RIBA duyun termasuk salah satu jenis riba yang diharamkan dalam Islam. Riba duyun yaitu manfaat tambahan terhadap utang. Riba ini terjadi dalam transaksi utang-piutang (qardh) atau pun dalam transaksi tak tunai selain qardh, semisal transaksi jual-beli kredit (bai’ muajjal).
Perbedaan antara utang yang muncul karena qardh dengan utang karena jual-beli adalah asal akadnya.
Utang qardh muncul karena semata-mata akad utang-piutang, yaitu meminjam harta orang lain untuk dihabiskan lalu diganti pada waktu lain.
Sedangkan utang dalam jual-beli muncul karena harga yang belum diserahkan pada saat transaksi, baik sebagian atau keseluruhan.
BACA JUGA: Pinjam Motor Harus Kembali Full Tank, Jadi Riba?
Salah Satu Contoh Riba Duyun
Salah satu contoh riba yang harus dihindari adalah riba dalam mendapatkan manfaat dari barang-barang yang dipinjam. Misalnya jika kita memakai motor untuk ngojek dari hasil menggadai.
Seharusnya motor ini tidak digunakan. Jika motor ini dipakai maka ini jatuhnya adalah riba karena mendapatkan manfaat dari motor yang dipinjam.
Contoh riba dalam utang-piutang (riba qardh), misalnya, jika si A berutang sebesar Rp1 juta kepada si B dengan tempo 3 bulan.
Nah, sejak awal keduanya telah menyepakati atau si A ngomong akan mengembalikan utangnya ditambah Rp300 ribu. Maka tambahan Rp300 ribu tersebut merupakan riba yang diharamkan.
Riba Duyun, Diharamkan Secara Mutlak
Perlu diketahui bahwa dalam konteks utang, riba atau tambahan diharamkan secara mutlak pada uang atau barang-barang ribawi seperti makanan pokok.
Misalnya jika si A berutang dua liter beras kepada si B, kemudian disyaratkan adanya penambahan satu liter dalam pengembaliannya, maka tambahan tersebut adalah riba yang diharamkan.
BACA JUGA: Perhatikan!

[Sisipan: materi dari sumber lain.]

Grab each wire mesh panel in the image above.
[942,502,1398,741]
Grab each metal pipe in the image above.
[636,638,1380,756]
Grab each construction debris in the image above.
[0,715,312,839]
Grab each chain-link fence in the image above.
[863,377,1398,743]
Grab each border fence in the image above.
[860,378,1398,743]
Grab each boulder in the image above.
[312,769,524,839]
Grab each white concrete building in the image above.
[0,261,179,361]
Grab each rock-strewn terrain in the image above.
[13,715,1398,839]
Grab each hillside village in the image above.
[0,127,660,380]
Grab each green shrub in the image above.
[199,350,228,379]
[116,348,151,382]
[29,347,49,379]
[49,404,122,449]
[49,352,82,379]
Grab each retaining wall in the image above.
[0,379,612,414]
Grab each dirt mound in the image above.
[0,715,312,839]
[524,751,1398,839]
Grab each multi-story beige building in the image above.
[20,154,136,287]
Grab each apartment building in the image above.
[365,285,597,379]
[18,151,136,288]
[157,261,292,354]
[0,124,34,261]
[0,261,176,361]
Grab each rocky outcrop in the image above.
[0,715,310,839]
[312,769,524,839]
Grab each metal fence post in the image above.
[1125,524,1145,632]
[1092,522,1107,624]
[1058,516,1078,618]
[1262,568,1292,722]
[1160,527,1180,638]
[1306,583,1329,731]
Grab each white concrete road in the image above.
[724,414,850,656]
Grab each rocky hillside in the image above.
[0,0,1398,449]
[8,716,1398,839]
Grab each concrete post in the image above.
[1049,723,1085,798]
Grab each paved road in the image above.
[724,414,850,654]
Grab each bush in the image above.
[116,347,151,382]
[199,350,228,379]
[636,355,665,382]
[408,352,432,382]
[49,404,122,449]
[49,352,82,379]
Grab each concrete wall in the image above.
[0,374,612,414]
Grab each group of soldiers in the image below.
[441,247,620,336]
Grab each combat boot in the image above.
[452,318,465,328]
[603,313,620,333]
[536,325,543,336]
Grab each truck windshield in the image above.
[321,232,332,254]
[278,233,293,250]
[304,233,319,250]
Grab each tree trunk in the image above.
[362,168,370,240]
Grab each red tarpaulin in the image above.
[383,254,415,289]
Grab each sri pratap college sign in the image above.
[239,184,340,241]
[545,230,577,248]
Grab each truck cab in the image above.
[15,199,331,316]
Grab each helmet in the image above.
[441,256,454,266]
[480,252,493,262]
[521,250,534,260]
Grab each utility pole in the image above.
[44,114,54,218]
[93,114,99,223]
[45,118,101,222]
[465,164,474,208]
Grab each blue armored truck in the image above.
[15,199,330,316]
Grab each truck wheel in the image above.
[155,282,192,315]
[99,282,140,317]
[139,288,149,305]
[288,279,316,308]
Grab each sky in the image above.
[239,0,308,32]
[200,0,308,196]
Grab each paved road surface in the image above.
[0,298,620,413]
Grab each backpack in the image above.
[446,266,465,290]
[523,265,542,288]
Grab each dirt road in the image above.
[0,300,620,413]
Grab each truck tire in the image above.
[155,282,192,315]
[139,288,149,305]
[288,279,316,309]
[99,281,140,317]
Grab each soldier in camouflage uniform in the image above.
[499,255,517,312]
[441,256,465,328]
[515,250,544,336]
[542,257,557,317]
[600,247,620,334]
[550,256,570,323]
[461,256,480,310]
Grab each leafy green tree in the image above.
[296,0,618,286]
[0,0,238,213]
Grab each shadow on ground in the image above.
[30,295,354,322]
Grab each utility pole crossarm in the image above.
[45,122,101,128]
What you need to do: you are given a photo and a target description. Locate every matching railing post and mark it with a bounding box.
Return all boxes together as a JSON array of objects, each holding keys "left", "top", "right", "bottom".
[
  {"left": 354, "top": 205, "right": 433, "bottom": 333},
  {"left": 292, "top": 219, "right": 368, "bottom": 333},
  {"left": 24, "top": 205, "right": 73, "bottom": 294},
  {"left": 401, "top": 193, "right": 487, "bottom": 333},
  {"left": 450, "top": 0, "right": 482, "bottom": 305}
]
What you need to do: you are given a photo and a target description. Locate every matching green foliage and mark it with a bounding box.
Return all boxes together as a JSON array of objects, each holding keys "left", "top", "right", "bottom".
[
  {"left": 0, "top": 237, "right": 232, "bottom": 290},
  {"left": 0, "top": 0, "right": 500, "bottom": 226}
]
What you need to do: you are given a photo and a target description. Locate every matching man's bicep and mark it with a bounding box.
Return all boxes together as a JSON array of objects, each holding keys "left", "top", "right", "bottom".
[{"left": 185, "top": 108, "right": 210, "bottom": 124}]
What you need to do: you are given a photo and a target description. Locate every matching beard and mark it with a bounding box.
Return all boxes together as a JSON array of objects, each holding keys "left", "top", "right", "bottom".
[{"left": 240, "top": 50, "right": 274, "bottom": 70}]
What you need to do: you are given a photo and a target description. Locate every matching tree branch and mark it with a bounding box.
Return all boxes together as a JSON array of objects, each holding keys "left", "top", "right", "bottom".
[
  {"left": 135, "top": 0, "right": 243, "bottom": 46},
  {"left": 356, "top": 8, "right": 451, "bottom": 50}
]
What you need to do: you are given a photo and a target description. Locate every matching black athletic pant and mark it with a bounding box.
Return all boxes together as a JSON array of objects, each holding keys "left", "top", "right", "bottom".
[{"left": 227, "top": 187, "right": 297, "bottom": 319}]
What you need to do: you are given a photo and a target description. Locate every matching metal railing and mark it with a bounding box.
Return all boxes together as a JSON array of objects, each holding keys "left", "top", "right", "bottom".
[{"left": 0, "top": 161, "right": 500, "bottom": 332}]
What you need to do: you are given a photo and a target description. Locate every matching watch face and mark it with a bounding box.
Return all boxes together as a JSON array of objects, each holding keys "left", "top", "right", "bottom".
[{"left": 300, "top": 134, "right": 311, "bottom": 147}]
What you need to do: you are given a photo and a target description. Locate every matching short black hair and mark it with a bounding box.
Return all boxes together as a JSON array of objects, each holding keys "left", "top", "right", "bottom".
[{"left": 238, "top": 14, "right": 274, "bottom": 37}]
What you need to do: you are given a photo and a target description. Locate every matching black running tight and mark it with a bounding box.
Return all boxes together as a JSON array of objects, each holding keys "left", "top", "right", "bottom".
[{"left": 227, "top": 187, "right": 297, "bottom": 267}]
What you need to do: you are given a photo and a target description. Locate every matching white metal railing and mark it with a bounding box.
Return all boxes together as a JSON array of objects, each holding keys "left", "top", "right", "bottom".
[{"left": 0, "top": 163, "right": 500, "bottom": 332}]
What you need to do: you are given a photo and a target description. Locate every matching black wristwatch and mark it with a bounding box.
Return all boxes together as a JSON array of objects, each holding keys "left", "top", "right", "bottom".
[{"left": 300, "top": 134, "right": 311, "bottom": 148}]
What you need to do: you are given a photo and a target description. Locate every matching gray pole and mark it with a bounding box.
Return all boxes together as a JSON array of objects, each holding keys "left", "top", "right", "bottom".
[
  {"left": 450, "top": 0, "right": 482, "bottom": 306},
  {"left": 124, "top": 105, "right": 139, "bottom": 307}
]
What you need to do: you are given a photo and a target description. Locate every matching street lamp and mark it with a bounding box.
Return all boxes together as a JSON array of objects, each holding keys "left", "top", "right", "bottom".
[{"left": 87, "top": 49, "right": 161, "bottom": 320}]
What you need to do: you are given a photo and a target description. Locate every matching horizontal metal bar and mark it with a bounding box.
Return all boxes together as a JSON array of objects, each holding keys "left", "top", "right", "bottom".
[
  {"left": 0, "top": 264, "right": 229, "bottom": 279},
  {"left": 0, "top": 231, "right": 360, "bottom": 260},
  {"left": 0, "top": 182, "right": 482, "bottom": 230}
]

Ini kenapa Riba Diharamkan
Demikian pula jika si A memberikan utang kepada si B, jika disyaratkan adanya tambahan atau si B memberikan manfaat ke si A, maka tambahan tersebut merupakan riba yang diharamkan.
Riba Duyun, Jika Pinjaman Bersyarat
Intinya jika jika memberikan pinjaman namun mengajukan syarat, maka itu termasuk riba.
Imam al-Qurthubi dalam tafsirnya menyatakan, “Kaum muslimin telah bersepakat berdasarkan riwayat yang mereka nukil dari Nabi mereka (saw) bahwa disyaratkannya tambahan dalam utang-piutang adalah riba, meski hanya berupa segenggam makanan ternak.” []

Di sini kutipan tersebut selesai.